The University also occupies the site of the former Rottenrow Hospital, now a garden with, at its centre, a giant nappy pin created for us by the sculptor George Wylie, which is entitled “Maternity”. We like to take our visitors there, most recently Dr Address Malata, Principal of the Kamuzu College of Nursing. She had this to say about Linda McDonald, whom she knows well; “She is an incredible midwife who has done a lot for Malawian mothers and children. She did not wait, she acted, with extraordinary courage”
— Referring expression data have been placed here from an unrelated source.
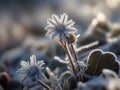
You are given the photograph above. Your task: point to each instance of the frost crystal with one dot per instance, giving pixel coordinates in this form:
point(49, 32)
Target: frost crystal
point(60, 27)
point(30, 71)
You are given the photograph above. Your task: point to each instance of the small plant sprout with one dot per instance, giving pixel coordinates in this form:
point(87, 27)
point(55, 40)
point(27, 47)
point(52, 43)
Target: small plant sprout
point(31, 71)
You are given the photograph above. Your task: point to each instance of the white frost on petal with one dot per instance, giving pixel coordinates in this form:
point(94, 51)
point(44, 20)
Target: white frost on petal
point(57, 27)
point(33, 60)
point(24, 64)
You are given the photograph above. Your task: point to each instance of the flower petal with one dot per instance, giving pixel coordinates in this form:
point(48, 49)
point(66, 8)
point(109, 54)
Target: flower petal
point(24, 64)
point(64, 18)
point(51, 22)
point(33, 60)
point(56, 18)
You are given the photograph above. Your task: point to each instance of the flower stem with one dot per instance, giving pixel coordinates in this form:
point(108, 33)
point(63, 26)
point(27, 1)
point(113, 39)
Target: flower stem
point(65, 45)
point(44, 85)
point(76, 60)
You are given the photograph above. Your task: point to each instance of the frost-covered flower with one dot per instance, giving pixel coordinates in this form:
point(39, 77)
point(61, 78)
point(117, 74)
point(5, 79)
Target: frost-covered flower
point(30, 71)
point(60, 27)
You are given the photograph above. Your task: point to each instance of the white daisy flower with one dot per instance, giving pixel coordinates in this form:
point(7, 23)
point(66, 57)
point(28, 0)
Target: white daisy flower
point(60, 27)
point(31, 71)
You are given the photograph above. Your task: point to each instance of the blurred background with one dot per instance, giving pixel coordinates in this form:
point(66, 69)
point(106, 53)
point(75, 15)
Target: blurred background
point(22, 24)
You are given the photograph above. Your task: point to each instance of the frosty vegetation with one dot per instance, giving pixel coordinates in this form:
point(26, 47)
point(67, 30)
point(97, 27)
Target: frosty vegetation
point(99, 70)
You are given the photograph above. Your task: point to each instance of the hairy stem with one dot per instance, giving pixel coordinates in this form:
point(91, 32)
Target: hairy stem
point(76, 60)
point(65, 45)
point(44, 85)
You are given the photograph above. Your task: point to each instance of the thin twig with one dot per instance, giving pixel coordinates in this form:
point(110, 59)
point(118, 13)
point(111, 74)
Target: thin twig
point(69, 55)
point(44, 85)
point(76, 60)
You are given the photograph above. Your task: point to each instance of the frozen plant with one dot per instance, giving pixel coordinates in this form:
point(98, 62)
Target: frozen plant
point(31, 71)
point(63, 30)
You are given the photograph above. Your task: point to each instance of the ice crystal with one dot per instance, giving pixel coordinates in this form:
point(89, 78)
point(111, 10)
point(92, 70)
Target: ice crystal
point(60, 27)
point(31, 71)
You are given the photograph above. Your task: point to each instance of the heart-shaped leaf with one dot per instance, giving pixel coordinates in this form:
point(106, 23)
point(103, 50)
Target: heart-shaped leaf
point(99, 60)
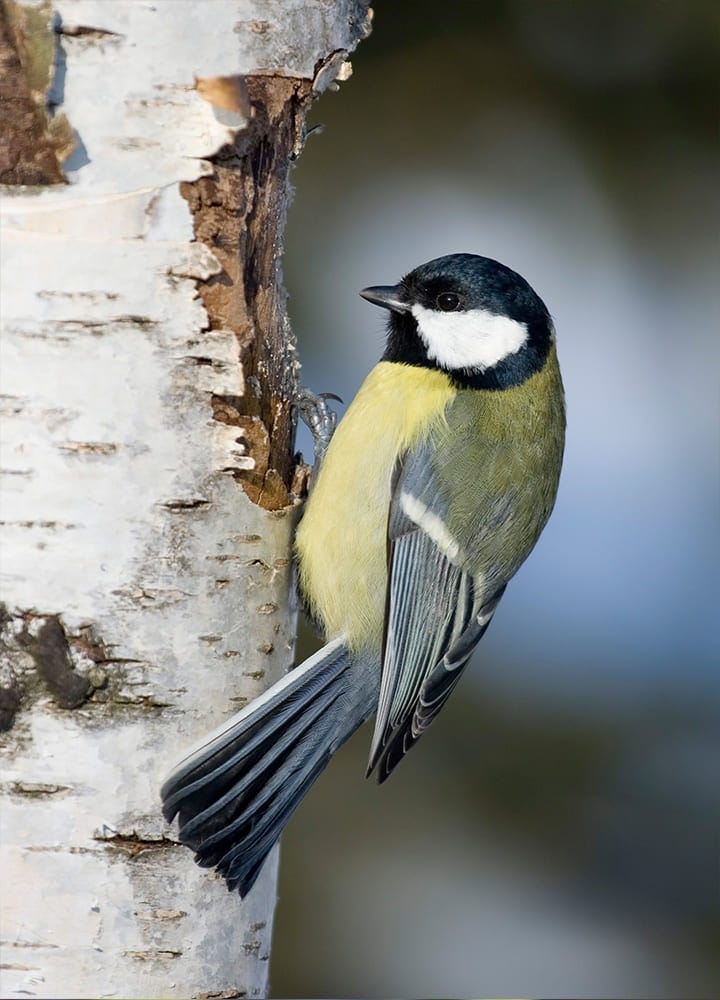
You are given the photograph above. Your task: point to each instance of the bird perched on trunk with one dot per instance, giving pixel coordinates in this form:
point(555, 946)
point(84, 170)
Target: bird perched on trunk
point(432, 492)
Linda McDonald has shown all of us that with sufficient determination and inspiration we can achieve more than we ever thought ourselves capable of. She has changed the lives of some of the poorest and most vulnerable people on earth and in so doing has brought credit and honour to our land.

My Lord and Chancellor, with the authority of Senate, I ask you to confer upon Linda McDonald the degree of Doctor of the University, honoris causa.